By BBC Scotland's legal affairs correspondent Reevel Alderson
The criminal investigation into the Lockerbie bombing required luck before an incredible forensic investigation could begin to point the finger of suspicion at Megrahi and ultimately Fhimah.
First, a baggage handler in Frankfurt from where a feeder flight had left to join Pan Am 103, realised the West German airport could possibly have been involved.
She printed off computer records of all the baggage which passed through the airport on December 21, 1988 - a record which otherwise may have been purged from the computer.
A circuit board fragment which was initially thought to be rubbish
It subsequently proved the prosecution claim that an unaccompanied bag went from Malta onto the Pan Am feeder flight.
The forensic examination also relied on initial luck, or the thorough searching of the debris trail, stretching 100 miles east of Lockerbie.
This set off a series of events resulting in the indictment against the two Libyans.

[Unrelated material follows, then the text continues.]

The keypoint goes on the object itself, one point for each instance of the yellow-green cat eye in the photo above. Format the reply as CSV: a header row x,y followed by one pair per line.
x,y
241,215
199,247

January 1989: A piece of charred grey shirt is found in a field near Newcastleton. Along with many other pieces of debris, it is transferred to a central store, its significance unknown. Only later is it discovered that wrapped within it is a fingernail-sized piece of circuit board with a tell-tale identifying mark - the number one.
13 January, 1989: A fragment of circuit board is found in the Longtown store. It is wedged in the identity plate of a baggage container, bent double by the force of the blast. At first it is thought it is a piece of rubbish.
April 1989: The fragment, along with others recovered, is identified as being from a radio cassette player, one of a range of six Toshiba twin speaker models.
1 September, 1989: Enquiries begin in Malta after the shirt fragment is identified as having been made there. Detectives visit the Yorkie Clothing Company and also Mary's House, a small clothes shop, owned by Tony Gauci. Yorkie had made trousers found near the shirt fragment - one of only two pairs made.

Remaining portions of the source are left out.